В 1920–1930-е годы мемуарные очерки Тэффи в газетах печатались редко. Чаще поводом для них было прощание с недавно ушедшим. Таковы, например, ее очерки о Федоре Сологубе (“Рыцарь смерти”), Павле Тикстоне (“Первый джентльмен”) и Михаиле Кузмине (“Река времен”). Они так и начинались – с известия о смерти: “Печальная весть: умер Федор Сологуб”; “Уходят, уходят, уходят… Точно река в половодье смывает их с нашего берега и уносит навсегда. Вот нет больше М.А. Кузмина”.
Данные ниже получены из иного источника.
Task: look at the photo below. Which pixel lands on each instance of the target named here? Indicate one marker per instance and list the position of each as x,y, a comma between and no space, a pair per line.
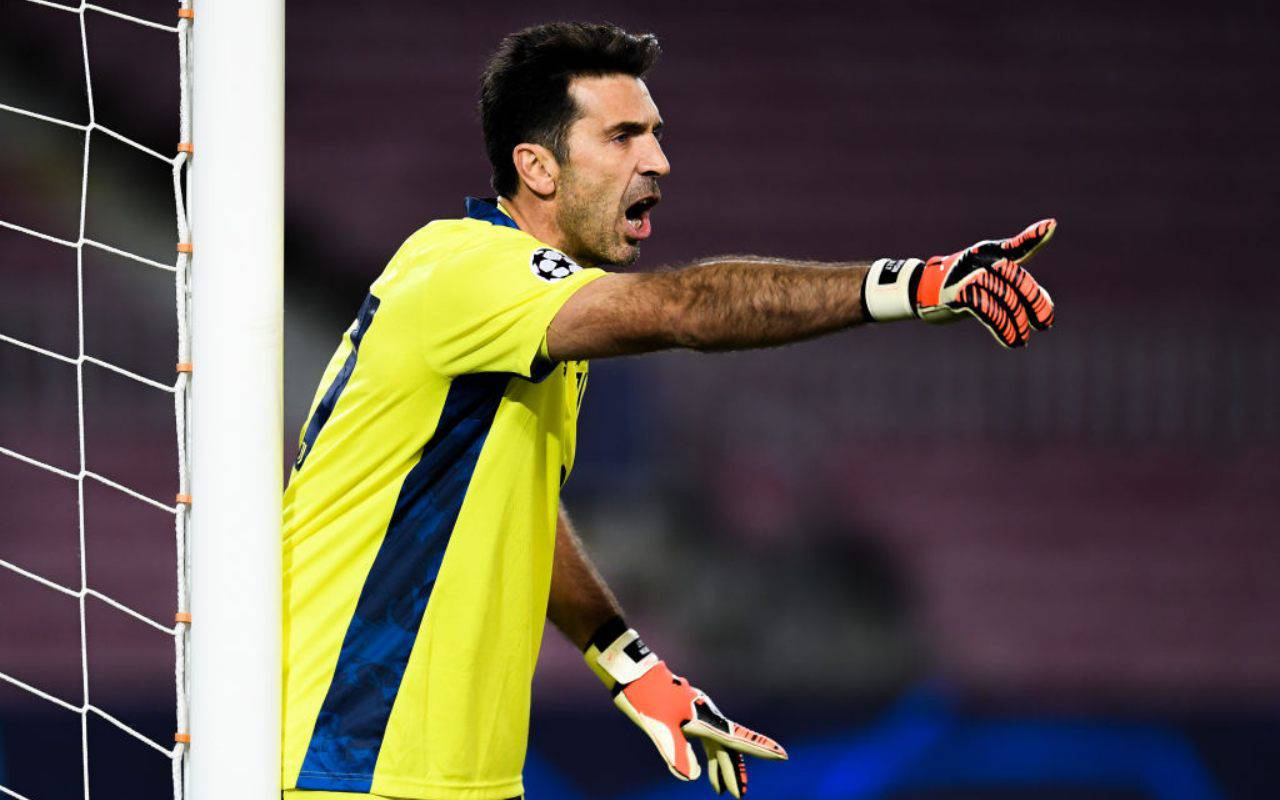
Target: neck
536,218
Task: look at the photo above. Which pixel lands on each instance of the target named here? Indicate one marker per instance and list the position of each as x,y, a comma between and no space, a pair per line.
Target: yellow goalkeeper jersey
420,520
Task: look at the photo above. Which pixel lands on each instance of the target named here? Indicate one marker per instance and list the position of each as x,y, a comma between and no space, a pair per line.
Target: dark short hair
524,90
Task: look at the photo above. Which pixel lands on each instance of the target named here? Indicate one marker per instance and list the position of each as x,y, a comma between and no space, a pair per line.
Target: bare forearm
731,302
735,302
580,600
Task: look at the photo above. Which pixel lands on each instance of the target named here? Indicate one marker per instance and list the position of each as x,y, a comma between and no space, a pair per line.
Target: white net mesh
81,475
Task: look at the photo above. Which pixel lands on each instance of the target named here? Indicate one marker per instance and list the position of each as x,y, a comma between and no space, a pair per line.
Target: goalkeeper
424,539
Особняком в этом ряду стоит очерк о Тикстоне – верном спутнике, преданном друге, бесконечно добром человеке, бывшем на протяжении десяти эмигрантских лет фактическим мужем Тэффи, хотя их союз и не был скреплен законом. Когда в конце 1930 года Тикстон тяжело заболевает, Тэффи самоотверженно ухаживает за ним на протяжении пяти лет, до самой его кончины. Как вспоминала об этом трудном периоде ее жизни близкая знакомая Тэффи В. Васютинская: “За стеной ее рабочего кабинета медленно угасал тяжело больной, день и ночь нуждавшийся в ее присутствии, заботах и уходе. И она годами окружала его своей нежностью, бдела над ним неотступно и… писала развлекавшие читателей веселые рассказы”. “Устала очень”, – признается Тэффи в письмах Буниным. – “Живу я сейчас так тяжело и уныло, что даже смешно. Бедный П.А. уже не может говорить, так что я веду монолог, конечно очень добрый, веселый и занятный. От этого у меня непроходящая мигрень. Какая ужасная штука жалость. Ей совершенно нет границ и пределов. Все кажется, что можно еще отдать что-то. – Ага, стерва! Небось книжку по ночам читаешь, а он читать не может! Нет предела!”[4]
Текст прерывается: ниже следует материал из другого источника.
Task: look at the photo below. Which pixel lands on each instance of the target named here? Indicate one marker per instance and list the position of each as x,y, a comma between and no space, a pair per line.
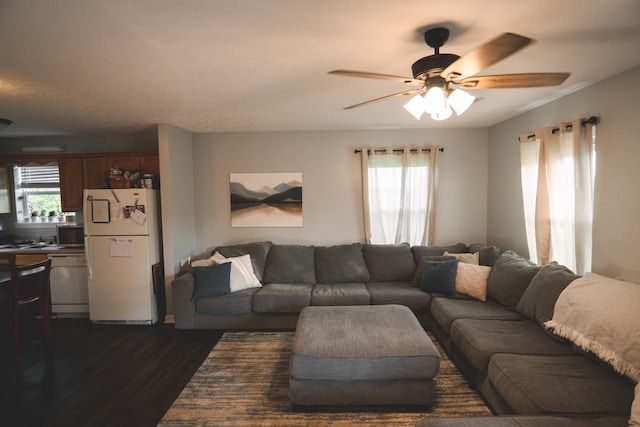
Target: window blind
40,176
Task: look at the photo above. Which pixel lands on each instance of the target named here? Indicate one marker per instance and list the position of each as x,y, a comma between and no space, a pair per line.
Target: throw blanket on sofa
602,315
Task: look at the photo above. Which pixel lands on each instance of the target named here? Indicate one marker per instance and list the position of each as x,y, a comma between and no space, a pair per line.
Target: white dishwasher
69,285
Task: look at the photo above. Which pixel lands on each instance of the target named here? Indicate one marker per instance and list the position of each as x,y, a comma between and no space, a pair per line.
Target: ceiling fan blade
383,98
499,81
485,55
401,79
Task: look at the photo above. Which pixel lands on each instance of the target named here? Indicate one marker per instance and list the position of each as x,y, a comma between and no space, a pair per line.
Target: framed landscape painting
266,199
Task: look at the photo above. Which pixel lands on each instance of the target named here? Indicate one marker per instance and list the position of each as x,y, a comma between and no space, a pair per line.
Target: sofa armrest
184,308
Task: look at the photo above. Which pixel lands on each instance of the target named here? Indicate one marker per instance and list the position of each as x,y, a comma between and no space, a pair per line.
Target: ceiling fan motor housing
432,65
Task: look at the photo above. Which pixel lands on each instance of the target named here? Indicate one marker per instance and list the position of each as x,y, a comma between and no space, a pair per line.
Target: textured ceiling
103,67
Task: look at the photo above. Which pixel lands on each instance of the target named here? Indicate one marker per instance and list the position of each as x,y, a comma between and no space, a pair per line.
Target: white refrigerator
122,242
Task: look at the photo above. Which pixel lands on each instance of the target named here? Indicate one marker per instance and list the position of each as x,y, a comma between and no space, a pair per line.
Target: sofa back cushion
510,276
488,254
341,264
540,297
389,263
290,264
420,251
257,250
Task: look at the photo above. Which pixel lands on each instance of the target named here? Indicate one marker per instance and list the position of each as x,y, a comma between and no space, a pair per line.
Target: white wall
332,196
617,191
177,198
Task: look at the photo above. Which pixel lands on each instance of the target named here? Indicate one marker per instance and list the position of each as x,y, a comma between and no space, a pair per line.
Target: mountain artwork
266,199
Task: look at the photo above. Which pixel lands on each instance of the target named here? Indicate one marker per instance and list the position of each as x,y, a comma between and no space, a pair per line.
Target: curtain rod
412,150
593,120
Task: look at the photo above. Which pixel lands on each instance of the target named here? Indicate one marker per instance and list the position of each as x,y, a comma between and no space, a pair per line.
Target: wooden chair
29,299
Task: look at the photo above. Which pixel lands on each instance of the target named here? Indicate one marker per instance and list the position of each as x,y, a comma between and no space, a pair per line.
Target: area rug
244,382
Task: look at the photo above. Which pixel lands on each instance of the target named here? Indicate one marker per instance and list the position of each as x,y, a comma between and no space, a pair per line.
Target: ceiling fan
440,78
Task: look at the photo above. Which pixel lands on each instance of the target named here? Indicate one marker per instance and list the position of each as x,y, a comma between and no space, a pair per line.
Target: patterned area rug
244,382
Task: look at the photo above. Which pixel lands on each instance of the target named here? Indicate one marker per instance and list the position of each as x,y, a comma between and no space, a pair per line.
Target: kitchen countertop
45,249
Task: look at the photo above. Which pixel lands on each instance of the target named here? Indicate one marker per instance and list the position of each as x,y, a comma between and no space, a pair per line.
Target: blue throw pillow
439,277
212,281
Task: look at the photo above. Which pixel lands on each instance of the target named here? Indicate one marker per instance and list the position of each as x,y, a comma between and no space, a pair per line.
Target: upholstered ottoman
361,355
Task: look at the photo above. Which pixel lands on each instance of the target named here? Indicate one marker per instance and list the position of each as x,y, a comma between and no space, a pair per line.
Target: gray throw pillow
417,278
389,263
439,277
420,251
539,299
257,250
211,281
341,264
510,276
290,264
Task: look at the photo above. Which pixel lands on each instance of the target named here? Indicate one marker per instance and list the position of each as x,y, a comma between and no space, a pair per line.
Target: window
399,195
558,173
37,192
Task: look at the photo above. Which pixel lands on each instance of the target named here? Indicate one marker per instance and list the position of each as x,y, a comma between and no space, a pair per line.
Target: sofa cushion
282,298
236,303
488,254
420,251
290,264
401,293
417,278
340,294
211,281
439,277
341,264
472,279
444,311
388,263
559,385
600,315
510,276
539,298
257,250
477,341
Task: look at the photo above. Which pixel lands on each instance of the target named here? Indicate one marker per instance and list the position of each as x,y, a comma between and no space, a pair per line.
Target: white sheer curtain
558,171
399,195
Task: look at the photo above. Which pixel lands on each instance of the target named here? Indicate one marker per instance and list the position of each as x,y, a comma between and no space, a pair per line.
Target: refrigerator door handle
87,252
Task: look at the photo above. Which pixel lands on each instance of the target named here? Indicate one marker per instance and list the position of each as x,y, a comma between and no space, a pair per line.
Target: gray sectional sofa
500,344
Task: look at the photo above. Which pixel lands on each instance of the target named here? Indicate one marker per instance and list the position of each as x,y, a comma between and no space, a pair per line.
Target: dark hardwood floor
105,375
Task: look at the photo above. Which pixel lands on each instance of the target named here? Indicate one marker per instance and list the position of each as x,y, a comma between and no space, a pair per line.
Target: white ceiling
74,67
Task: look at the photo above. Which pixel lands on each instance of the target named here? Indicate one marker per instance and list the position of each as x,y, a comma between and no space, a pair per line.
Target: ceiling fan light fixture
442,115
435,101
460,101
415,106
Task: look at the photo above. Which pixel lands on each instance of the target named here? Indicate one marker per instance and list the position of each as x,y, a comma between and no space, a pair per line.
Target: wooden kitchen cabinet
126,162
150,164
71,184
94,172
5,191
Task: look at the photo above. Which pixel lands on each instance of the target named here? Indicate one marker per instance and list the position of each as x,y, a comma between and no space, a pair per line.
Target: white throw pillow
635,408
242,275
472,279
208,262
467,258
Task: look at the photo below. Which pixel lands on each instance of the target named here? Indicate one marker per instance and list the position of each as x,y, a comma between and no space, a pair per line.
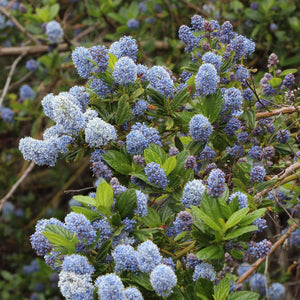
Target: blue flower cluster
206,80
216,183
204,270
163,280
192,193
200,128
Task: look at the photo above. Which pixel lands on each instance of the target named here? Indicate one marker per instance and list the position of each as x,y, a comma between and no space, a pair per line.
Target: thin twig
15,186
284,110
10,74
18,25
261,260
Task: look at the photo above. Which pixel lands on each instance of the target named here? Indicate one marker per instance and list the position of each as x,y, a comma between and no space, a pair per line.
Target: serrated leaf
243,295
240,231
88,213
104,196
236,217
250,218
169,165
118,161
85,200
152,219
151,156
211,252
205,218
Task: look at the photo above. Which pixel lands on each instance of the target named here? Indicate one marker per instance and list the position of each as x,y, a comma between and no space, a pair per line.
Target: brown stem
261,260
284,110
После войны Тэффи подходит к своим воспоминаниям иначе: она задумывает книгу мемуарных очерков – и печатает их в нью-йоркской газете «Новое Русское слово», уже рассматривая как часть единого целого. Сначала книгу предполагалось назвать “Встречи”. В начале первого очерка, опубликованного 5 сентября 1948 года именно под этим общим заглавием, Тэффи писала:
“Много интересных людей прошло через мою жизнь. Хочу рассказать о них просто как о живых людях, показать, какими я их видела, когда сплетались наши пути. Они все уже ушли, и ветер заметает снегом и пылью их земные следы.
О творчестве каждого из них писали и будут писать еще и еще, но просто живыми людьми не многие их покажут.
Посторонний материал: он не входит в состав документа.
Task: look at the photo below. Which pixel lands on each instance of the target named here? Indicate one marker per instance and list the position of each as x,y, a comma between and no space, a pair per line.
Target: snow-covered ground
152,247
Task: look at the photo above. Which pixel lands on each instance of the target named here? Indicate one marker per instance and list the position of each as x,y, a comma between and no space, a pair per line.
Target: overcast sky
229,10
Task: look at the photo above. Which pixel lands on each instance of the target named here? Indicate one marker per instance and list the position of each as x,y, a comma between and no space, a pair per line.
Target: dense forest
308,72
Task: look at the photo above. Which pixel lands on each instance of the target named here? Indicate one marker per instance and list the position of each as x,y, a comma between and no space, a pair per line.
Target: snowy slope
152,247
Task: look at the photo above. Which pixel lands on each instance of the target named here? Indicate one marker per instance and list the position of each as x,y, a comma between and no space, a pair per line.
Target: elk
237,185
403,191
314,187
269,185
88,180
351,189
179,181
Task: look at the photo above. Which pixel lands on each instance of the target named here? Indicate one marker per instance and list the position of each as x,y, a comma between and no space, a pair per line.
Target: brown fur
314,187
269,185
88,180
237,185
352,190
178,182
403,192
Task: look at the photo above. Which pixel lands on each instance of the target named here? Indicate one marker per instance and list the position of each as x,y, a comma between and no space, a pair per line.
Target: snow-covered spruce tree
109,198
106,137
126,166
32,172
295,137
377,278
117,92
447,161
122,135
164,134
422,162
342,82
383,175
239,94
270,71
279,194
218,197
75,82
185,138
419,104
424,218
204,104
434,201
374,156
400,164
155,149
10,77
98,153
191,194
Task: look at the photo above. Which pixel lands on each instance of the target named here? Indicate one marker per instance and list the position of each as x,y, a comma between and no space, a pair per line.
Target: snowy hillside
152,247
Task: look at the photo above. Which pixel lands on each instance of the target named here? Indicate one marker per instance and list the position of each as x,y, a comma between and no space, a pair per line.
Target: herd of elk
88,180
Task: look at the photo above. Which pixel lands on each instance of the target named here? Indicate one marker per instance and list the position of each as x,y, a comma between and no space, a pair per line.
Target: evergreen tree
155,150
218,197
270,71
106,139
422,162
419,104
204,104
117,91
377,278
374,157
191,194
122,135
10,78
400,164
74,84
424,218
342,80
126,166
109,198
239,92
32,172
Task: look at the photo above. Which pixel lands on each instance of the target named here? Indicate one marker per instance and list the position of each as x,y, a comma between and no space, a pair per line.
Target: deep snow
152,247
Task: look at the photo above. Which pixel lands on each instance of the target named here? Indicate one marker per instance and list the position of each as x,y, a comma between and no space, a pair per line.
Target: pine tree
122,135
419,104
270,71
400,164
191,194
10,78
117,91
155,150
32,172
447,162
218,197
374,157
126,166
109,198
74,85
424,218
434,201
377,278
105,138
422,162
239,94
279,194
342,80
Я хочу рассказать о моих встречах с ними, об их характерах, причудах, дружбе и вражде. Я расскажу об А.Н. Толстом, о Куприне, Ленине, Гумилеве, Бальмонте, Репине, Саше Яковлеве, Зинаиде Гиппиус, Кузмине, Сологубе, Мережковском, Фондаминском, Матери Марии, Цетлине и о других ушедших, что вспомнится. Как все они жили-были в тот отрезок времени, который мы в какой-нибудь мере провели вместе”.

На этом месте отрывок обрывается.